Start your R script by adding comments on background information. Comments starting with “#” are ignored by R when running, but they are helpful for humans, including the future self, to understand the code. We re-cycle and re-use our codes over and over, so it is vital to add information about what a chunk of code does. Figure 4.1 shows a recommended workflow for beginning your script. Click “Save” button and name your file something like “Data Import.R.”

Write your scripts while saving your project files. If you click on the Run button, Rstudio runs the current line of code where your cursor is located. You can also select multiple lines and run them at once. You can jump back and forth but remember you are operating on the data objects sequentially. So sometimes you want to get a fresh start by running the reset line, namely:rm(list=ls()). This command lists and then deletes all data objects from R’s brain. As you develop your coding skills, following these guidelines can make you more efficient. Remember to save everything once a while by hitting the Save button on the main icon bar! Even though Rstudio saves your scripts every 5 seconds, it can crash.

Figure 4.1: Beginning a project in Rstudio, a recommended workflow: commenting, resetting, checking working folder.

4.1.3 Copy data files to the new directory

This is done outside of Rstudio on Windows or Mac interface. Download the heartatk4R.txt file from here. It is a tab-delimited text file, meaning the different columns are separated by tab. We also need to get some context about the data and how it is collected. At the minimum level, we need to know the meaning of each columns.

File unzipping, conversion, and context. If data is compressed, unzip using 7-zip, WinRAR, Winzip, gzip. Any of these will do. Is it a text file (CSV, txt, …) or Binary file (XLS, XLSX, …)? Convert binary to text file using corresponding application. Comma separated values (CSV) files, use comma to separate the columns. Another common type is tab-delimited text files, which uses the tab or $\t$ as it is invisible character.
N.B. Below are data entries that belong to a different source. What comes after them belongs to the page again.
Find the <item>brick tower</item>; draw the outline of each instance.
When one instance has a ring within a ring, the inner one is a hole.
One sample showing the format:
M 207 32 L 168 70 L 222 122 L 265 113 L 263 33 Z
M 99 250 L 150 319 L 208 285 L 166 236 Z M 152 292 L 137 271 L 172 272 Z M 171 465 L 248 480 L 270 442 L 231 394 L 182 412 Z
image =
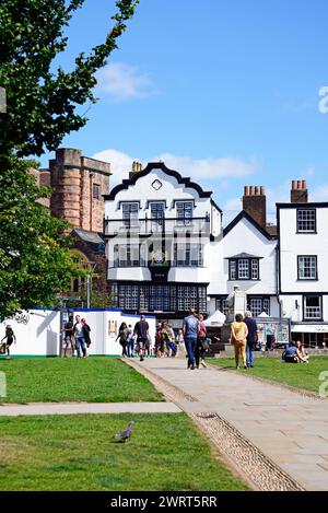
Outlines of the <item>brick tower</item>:
M 49 168 L 51 214 L 77 229 L 103 232 L 103 195 L 109 191 L 110 164 L 82 156 L 80 150 L 61 148 Z

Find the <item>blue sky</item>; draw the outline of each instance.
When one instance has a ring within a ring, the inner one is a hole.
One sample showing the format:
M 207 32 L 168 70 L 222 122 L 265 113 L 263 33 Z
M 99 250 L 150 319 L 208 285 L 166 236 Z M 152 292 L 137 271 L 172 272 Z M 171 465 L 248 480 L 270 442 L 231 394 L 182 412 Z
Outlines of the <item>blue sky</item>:
M 102 42 L 113 5 L 86 0 L 61 65 Z M 132 160 L 162 159 L 213 190 L 226 220 L 244 185 L 266 186 L 272 213 L 292 179 L 328 200 L 327 19 L 327 0 L 141 0 L 87 126 L 62 145 L 110 160 L 113 184 Z

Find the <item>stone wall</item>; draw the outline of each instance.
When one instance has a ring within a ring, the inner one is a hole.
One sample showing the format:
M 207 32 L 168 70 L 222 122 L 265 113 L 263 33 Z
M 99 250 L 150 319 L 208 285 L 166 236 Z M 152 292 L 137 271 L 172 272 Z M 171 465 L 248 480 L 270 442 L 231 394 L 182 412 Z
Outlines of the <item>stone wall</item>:
M 52 215 L 67 219 L 74 228 L 103 232 L 103 195 L 109 193 L 110 164 L 62 148 L 50 161 L 50 175 Z

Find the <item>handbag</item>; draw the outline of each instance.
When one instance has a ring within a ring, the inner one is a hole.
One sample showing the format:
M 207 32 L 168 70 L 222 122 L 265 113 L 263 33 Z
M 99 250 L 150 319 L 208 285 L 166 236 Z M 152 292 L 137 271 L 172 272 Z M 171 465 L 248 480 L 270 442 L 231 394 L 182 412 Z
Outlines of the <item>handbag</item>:
M 208 342 L 208 339 L 200 340 L 200 345 L 203 352 L 210 352 L 210 345 Z

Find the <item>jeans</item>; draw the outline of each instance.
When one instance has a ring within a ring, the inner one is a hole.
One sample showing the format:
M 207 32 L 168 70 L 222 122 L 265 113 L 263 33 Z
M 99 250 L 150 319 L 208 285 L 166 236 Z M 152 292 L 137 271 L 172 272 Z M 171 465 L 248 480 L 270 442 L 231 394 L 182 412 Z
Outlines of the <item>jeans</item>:
M 206 358 L 206 352 L 202 349 L 202 343 L 206 340 L 206 337 L 199 337 L 197 342 L 196 342 L 196 348 L 195 348 L 195 360 L 196 360 L 196 366 L 199 366 L 199 359 L 204 360 Z
M 247 342 L 247 346 L 246 346 L 247 366 L 254 365 L 254 350 L 255 350 L 255 342 Z
M 128 343 L 128 357 L 133 358 L 134 355 L 134 339 L 131 338 Z
M 196 349 L 197 338 L 185 338 L 186 351 L 188 354 L 188 366 L 195 365 L 195 349 Z
M 85 346 L 84 337 L 75 338 L 75 349 L 78 352 L 78 358 L 81 358 L 81 349 L 82 349 L 83 357 L 86 355 L 86 346 Z

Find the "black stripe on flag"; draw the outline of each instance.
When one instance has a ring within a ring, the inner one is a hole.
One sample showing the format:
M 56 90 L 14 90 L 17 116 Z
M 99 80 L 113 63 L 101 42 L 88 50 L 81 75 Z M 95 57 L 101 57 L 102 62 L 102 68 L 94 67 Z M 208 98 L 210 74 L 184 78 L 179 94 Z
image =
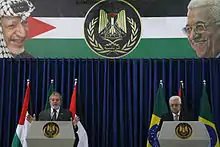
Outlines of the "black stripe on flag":
M 31 0 L 34 17 L 85 17 L 97 0 Z M 141 17 L 186 16 L 190 0 L 129 0 Z

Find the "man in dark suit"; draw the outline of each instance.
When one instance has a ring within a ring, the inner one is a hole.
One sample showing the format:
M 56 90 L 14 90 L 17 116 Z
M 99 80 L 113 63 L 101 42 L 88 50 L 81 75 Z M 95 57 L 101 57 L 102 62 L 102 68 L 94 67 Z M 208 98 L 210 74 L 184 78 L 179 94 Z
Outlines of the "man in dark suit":
M 181 98 L 179 96 L 172 96 L 169 99 L 170 112 L 161 117 L 158 131 L 160 131 L 163 121 L 190 121 L 189 114 L 185 114 L 181 111 Z
M 79 121 L 78 117 L 72 119 L 72 113 L 69 110 L 61 108 L 62 96 L 58 92 L 53 92 L 50 96 L 50 106 L 51 108 L 40 112 L 39 121 L 72 121 L 73 129 L 75 133 L 75 144 L 74 147 L 77 147 L 79 142 L 79 137 L 77 134 L 78 127 L 77 122 Z

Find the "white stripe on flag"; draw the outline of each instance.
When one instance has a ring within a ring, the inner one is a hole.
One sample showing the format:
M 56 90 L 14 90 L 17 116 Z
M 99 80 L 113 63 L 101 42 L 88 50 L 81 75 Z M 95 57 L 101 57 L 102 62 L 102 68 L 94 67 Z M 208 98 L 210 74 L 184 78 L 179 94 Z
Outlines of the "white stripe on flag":
M 28 115 L 28 112 L 26 114 L 26 116 Z M 26 142 L 26 138 L 27 138 L 27 133 L 28 130 L 30 129 L 31 124 L 25 119 L 24 125 L 20 125 L 18 124 L 17 129 L 16 129 L 16 134 L 22 144 L 22 147 L 27 147 L 27 142 Z
M 84 18 L 35 17 L 56 28 L 34 38 L 83 39 Z M 142 38 L 186 38 L 186 17 L 142 17 Z

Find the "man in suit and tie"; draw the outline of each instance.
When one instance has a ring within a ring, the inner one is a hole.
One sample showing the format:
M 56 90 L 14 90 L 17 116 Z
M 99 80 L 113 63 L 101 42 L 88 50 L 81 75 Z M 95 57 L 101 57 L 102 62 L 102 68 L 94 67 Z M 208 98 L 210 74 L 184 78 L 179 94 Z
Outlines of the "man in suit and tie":
M 181 111 L 181 98 L 179 96 L 172 96 L 169 99 L 170 112 L 163 115 L 160 120 L 158 131 L 160 131 L 163 121 L 190 121 L 189 114 L 184 114 Z
M 75 133 L 75 144 L 74 147 L 77 147 L 79 142 L 79 137 L 77 134 L 78 127 L 77 122 L 79 121 L 79 117 L 74 117 L 72 119 L 72 113 L 69 110 L 63 109 L 62 104 L 62 96 L 58 92 L 53 92 L 49 98 L 51 108 L 40 112 L 39 121 L 72 121 L 73 129 Z

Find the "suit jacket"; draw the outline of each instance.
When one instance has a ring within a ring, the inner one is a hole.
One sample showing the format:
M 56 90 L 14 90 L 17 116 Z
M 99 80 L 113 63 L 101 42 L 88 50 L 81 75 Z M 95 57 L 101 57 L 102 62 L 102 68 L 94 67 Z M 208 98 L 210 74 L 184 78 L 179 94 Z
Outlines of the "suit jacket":
M 39 120 L 40 121 L 50 121 L 51 120 L 51 108 L 40 112 Z M 70 121 L 72 118 L 72 113 L 69 110 L 60 108 L 57 121 Z
M 69 110 L 60 108 L 56 121 L 71 121 L 71 118 L 72 118 L 72 113 Z M 51 108 L 40 112 L 38 120 L 39 121 L 50 121 L 51 120 Z M 77 147 L 78 142 L 79 142 L 79 136 L 77 134 L 78 127 L 73 128 L 73 129 L 74 129 L 74 134 L 76 137 L 73 147 Z
M 23 53 L 20 53 L 19 55 L 12 54 L 14 58 L 34 58 L 29 52 L 24 51 Z
M 163 125 L 163 121 L 174 121 L 172 112 L 169 112 L 161 117 L 158 131 L 160 131 Z M 179 121 L 192 121 L 192 117 L 189 114 L 185 115 L 182 112 L 180 112 Z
Checking the file with text editor and Excel. Before reading files into R, we often need to open the files to take a look. Notepad or WordPad that come with Windows is very limited (and so amateur)! Do not even think about using Microsoft Word! I strongly recommend that you install a powerful text editor such as NotePad++ (https://notepad-plus-plus.org/), or TextPad (https://www.textpad.com/). If you are a Mac user, try TextMate, TextWrangler etc. I use NotePad++ almost every day to look into data, and also write R programs, as it can highlight R commands based on R syntax. I even use a tool called NppToR (https://sourceforge.net/projects/npptor/) to send R commands from NotePad++ directly to R, and I love it!

Regardless of their extensions in file names, all plain text files can be opened by these text editors. Plain text files only contain text without any formatting, links and images. The file names can be “poems.txt,” “poems.tex,” “students.csv,” or just “data” without extension. I often save my R scripts as text file with names like “code_1-22-2017.R.” You can import text files, regardless of file names, to Microsoft Excel, which can properly parse your file into columns if the correct delimiter is specified.
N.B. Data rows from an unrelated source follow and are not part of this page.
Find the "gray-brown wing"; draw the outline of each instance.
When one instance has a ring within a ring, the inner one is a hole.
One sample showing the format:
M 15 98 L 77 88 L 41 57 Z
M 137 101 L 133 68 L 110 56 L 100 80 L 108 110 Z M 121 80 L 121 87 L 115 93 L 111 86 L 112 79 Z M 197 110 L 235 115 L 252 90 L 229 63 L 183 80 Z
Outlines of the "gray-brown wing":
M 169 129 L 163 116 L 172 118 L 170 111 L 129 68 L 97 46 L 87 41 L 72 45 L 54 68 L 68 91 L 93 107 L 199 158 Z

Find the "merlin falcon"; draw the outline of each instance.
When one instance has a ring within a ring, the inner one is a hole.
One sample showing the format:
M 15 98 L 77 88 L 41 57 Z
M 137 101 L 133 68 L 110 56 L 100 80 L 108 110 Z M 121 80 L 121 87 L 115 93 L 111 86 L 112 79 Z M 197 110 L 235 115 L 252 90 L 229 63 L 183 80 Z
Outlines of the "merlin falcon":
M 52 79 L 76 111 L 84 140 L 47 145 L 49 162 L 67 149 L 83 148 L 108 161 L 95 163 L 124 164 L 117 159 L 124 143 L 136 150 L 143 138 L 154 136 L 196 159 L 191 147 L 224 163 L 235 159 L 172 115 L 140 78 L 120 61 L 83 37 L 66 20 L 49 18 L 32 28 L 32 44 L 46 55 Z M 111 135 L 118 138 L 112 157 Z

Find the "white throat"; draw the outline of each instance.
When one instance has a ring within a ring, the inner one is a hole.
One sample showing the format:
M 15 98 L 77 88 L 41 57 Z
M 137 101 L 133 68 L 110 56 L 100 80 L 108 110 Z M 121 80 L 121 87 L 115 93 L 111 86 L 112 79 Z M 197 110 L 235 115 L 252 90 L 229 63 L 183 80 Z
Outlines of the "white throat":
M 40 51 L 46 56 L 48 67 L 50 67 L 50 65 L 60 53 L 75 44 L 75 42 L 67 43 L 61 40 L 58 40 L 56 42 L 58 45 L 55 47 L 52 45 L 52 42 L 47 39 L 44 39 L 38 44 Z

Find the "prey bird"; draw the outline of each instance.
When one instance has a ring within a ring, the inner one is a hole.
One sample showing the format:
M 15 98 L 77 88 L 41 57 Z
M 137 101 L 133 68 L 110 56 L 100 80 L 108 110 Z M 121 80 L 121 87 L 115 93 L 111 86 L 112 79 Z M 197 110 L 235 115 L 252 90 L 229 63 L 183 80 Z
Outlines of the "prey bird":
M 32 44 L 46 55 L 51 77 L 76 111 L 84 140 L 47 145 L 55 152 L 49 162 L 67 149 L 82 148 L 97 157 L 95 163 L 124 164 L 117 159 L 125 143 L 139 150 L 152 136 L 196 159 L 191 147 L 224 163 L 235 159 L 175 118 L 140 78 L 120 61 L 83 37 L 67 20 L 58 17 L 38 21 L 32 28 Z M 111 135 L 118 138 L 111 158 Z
Comma separated values (CSV) files use comma to separate the columns. CSV files can also be conveniently opened by Excel. And Rstudio likes it too. So let’s try to use CSV files. Another common type is tab-delimited text files, which uses the tab or $\t$ as it is invisible character. Other types of files such as Excel .xls or .xlsx files often needed to be saved as CSV files.

4.1.4 Import data files

In Rstudio, click File->Import Dataset->From text(readr)…, find the file on your hard drive. You should change the Delimiter to “tab,” and the preview shows that the data is correctly parsed into multiple columns. You can also change the name of your data object by changing the default “heartatk4R” to “df” on the lower left of the import interface.
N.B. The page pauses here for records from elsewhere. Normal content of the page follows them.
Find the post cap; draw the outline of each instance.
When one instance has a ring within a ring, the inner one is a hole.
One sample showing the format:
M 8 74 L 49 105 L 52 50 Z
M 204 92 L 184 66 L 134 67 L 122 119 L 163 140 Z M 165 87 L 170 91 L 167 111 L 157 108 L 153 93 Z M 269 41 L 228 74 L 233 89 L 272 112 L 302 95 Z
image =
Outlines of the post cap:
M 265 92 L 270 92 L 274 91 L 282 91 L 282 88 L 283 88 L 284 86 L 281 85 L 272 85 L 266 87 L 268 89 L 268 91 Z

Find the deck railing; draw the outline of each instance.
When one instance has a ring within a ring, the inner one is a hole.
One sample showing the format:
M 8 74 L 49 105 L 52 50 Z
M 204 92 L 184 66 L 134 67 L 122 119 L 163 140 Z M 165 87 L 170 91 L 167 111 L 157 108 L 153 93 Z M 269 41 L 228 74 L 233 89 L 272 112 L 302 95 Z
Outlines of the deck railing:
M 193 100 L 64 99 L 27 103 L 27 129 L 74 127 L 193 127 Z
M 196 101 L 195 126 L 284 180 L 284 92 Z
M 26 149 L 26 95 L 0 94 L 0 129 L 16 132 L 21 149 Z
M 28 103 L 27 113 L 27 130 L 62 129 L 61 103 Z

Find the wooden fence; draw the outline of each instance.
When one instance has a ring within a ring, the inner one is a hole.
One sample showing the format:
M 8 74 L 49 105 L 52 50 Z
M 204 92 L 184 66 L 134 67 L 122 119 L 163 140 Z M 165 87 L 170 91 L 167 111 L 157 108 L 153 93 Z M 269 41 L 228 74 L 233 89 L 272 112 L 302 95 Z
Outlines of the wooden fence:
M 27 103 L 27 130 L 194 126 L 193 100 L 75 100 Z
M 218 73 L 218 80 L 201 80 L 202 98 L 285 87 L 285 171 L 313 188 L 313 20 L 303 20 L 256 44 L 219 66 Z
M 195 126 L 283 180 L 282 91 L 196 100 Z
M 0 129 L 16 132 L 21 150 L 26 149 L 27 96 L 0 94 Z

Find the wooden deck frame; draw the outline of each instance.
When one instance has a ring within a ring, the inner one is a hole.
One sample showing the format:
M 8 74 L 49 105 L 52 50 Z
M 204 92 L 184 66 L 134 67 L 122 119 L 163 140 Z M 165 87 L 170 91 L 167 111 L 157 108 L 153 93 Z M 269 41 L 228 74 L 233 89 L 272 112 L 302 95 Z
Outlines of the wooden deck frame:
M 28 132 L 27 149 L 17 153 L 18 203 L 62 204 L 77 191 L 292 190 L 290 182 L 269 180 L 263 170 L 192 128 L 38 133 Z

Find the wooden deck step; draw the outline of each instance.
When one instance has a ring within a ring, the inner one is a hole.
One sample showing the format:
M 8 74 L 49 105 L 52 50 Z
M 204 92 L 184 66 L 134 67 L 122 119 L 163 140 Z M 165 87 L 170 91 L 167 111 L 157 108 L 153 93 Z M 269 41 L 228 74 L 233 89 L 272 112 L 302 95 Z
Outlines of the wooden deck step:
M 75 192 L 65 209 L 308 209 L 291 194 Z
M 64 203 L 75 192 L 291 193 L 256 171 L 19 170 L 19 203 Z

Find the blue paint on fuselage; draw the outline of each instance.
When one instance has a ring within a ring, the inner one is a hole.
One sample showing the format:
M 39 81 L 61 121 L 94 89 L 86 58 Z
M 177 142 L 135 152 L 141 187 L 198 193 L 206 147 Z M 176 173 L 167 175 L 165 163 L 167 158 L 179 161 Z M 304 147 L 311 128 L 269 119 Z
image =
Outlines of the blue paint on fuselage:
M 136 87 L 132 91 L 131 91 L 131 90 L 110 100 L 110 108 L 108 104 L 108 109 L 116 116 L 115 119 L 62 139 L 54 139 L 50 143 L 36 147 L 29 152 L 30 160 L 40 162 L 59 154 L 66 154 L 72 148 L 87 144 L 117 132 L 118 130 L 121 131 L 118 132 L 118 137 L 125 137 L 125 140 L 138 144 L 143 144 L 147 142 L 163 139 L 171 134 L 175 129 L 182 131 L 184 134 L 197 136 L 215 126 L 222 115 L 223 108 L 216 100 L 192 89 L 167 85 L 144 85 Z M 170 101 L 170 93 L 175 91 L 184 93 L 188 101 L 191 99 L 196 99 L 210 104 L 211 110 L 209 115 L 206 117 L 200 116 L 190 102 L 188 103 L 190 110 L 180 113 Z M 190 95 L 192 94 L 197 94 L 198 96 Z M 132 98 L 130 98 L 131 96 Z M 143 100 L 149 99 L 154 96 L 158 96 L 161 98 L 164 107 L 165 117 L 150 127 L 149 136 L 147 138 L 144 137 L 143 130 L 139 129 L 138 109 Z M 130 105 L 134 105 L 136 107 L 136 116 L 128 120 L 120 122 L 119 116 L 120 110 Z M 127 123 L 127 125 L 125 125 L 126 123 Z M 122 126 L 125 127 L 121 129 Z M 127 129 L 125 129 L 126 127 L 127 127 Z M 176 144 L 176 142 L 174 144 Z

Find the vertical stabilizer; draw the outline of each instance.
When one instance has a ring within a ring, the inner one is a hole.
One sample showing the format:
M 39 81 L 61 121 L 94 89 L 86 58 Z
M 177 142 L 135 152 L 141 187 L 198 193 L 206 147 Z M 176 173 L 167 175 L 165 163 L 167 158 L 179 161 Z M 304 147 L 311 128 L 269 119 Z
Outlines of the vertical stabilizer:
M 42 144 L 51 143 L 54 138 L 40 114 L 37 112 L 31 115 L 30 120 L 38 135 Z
We need to check each of the columns and see the data types are correctly read in. The first column is just patient id number runs from 1 to 12844. It will not be useful in our analysis. The numbers in DIAGNOSIS, DRG, and DIED are integers but they actually code for certain categories. They are not measurements. It does not make sense, for example, to add them or average them. Most of the times, there is no particular order. The same is true for SEX. So in this dialog interface, DIAGNOSIS, DRG, and DIED should be changed from “double” to “character”. As shown in Figure 4.2, you can click on the automatically guessed data type under each of the column names as shown in Figure 4.2. By selecting “character” from the drop down, you can successfully format this column as a character.

On the other hand, LOS (length of stay in days) and AGE should be numbers. But because 10 is presented as “0010,” these columns are automatically recognized as characters. We have to force R to read these columns as integers by clicking on the column title and select integer. We have to change LOS and AGE from “character” to “integer”.

The awesome nerds at Rstudio actually helped you generating these 3 lines of code:

library(readr)
df <- read_delim("datasets/heartatk4R.txt", 
    "\t", escape_double = FALSE, col_types = cols(AGE = col_integer(), 
        DIAGNOSIS = col_character(), DIED = col_character(), 
        DRG = col_character(), LOS = col_integer()), 
    trim_ws = TRUE)
View(df)

Before you click on the Import button, I highly recommend that you select all the codes and copy it to the script file. After clicking Import, you can paste the code into a script window. If you do not have a script window open, you can create one by clicking the File + icon on the top left. Copy and paste these code to your script file. You will need it when you want to re-run the analysis without going through the above steps. You can see the data appears as a spreadsheet, which can be sorted by clicking on the column names. This spreadsheet can be closed. To reopen, click on df object, which is a data frame named after the input file. You data is now available as df.

Figure 4.2: Changing data types while importing data into Rstudio.

4.1.5 Check and convert data types

Most of the times, R can guess the type of data in each column. But we always need to double check using the str command. If not satisfied, we can enforce data type conversion in R using as.numeric, as.factor, or as.character functions.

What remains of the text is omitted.